Summer is winding down, and August may just be the last chance to get outdoors and explore the sunshine days, before the season shifts into autumn.
August is often referred to as being the Dog Days Of Summer, but what are they exactly and why the reference to dogs?
Traditionally referred to as a period of particularly hot, sultry and humid weatherduring the summer months of July and August in the Northern Hemisphere. These summer days get their name from the ancient Romans and Greeks, who believed it was astrology that was responsible for the heat, although thanks to the planetary shifts since then, it is likely that it refers to another time of the year completely, as it will again thousands of years from now. Isn’t it funny how we adopt phrases into our cultures, long after there meaning may have changed.
To the Greeks and Romans, the “dog days” occurred around the time Sirius appears to rise alongside the sun, in late July in the Northern Hemisphere. They believed the heat from the two stars combined is what made these days the hottest of the year.
These days were believed to be a bad time of drought and unrest, a time when dogs and men alike were said to be driven mad by the extreme heat.

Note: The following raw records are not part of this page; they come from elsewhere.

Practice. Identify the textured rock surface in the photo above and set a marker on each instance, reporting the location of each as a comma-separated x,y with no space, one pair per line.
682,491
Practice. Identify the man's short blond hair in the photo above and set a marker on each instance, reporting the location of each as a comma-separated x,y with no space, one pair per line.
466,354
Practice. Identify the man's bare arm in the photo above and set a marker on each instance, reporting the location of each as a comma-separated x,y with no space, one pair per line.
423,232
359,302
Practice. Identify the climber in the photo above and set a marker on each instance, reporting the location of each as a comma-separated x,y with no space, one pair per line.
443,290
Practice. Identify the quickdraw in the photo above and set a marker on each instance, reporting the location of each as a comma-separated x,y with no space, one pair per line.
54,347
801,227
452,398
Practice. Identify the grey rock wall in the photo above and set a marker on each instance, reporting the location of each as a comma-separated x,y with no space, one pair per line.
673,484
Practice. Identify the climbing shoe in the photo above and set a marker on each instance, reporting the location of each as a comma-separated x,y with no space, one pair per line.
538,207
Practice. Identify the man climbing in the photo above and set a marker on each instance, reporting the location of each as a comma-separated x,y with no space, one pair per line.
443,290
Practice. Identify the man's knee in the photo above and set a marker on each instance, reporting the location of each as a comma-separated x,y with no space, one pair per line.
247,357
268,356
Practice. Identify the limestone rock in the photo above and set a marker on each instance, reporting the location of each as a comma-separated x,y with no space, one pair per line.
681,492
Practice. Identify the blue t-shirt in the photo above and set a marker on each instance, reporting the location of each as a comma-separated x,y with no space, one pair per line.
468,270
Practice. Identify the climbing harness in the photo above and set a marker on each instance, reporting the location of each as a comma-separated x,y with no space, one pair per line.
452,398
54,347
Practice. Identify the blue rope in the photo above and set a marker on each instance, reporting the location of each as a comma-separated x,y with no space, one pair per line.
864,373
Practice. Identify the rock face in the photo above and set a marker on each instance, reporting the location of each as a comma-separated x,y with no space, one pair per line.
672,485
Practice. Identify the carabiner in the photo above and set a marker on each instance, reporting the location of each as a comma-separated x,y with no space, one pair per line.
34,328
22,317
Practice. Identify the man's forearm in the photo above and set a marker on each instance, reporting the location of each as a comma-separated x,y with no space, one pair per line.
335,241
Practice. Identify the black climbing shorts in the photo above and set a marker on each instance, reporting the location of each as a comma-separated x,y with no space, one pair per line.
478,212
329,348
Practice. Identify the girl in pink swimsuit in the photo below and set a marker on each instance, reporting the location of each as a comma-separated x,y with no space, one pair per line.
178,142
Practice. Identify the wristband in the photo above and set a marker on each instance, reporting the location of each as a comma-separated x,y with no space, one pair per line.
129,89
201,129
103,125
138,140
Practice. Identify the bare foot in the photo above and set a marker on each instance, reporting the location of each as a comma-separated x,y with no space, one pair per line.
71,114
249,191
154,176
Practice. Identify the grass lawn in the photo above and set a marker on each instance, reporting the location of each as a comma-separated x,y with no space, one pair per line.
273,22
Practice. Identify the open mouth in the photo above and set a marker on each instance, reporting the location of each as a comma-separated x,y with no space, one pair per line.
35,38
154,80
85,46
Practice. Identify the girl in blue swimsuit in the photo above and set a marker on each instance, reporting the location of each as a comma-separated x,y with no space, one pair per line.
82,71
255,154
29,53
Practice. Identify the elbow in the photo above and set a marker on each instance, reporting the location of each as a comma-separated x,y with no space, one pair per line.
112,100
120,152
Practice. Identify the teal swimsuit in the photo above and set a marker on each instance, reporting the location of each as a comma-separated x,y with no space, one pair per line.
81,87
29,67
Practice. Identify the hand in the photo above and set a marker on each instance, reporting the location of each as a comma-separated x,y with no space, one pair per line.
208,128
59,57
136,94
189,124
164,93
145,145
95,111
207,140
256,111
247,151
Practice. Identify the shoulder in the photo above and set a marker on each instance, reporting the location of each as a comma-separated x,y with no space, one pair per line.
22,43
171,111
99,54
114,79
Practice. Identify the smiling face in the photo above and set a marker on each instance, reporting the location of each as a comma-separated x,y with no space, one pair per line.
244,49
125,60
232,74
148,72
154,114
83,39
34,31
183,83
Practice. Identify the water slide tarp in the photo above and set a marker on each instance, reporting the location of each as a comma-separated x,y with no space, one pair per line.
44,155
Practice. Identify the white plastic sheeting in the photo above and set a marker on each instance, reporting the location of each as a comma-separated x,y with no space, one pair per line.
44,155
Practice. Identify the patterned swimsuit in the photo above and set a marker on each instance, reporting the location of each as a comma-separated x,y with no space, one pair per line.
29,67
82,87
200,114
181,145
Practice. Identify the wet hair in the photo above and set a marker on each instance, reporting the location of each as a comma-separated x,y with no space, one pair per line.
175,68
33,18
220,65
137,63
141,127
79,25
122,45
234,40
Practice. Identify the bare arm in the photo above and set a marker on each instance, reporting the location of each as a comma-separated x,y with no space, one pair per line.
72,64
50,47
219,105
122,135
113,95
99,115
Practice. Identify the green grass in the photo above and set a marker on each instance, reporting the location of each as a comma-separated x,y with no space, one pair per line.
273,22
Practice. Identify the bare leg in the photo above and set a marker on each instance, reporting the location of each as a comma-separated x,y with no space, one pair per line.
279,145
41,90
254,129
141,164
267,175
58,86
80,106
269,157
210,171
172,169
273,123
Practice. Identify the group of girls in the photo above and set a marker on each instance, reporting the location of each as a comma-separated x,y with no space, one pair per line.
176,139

Today the phrase is more endearing in its regard and associated simply with the peak of our summer temperatures! A time we Brits love the most!
Schools close at this time too, and families often go on their favourite holidays and getaways. Music festivals are still in full swing and England is in a holiday mood for sure. It’s a wonderful time to enjoy the beauty of the Jurassic Coast and the plentiful beaches, stunning cliff walks and hikes.
There is so much to love about August and it’s arguably one of the best times to enjoy the country.
And as we look around our beautiful countryside landscapes we will start to see the leaves drying out on our hedgerows, plants and trees, and the flowers begin to fade, whilst young animals start to seek independence from their family groups. Some birds will even begin their migration paths to the South. In fact August can start to look quite charmingly untidy as the transition to Autumn begins and the floors of our country lanes start to welcome the fallen leaves of summer.
Colour palettes edge towards the change from the bright and abundant greens and yellows, to the more sophisticated yellow and golden shades. Days will slowly become shorter as the sun lowers in the sky, and it’s a time when farmers will begin to crop and shape their fields, leaving hay bales dotted across the landscape.
Rosehips, wild raspberries and red berries start to appear with their bright pops of colour along our hedgerows, blueberries are ripe and sweet, and the song of bright Yellowhammer birds will last long into the last of our summer evenings, as one of the last birds to sing out the season.
Feelings of change, of cycles, infinite potential and opportunity preside, for nothing shall remain the same. Change, growth and a rebirth will always come. Summer will slide into Autumn and a new season shall begin.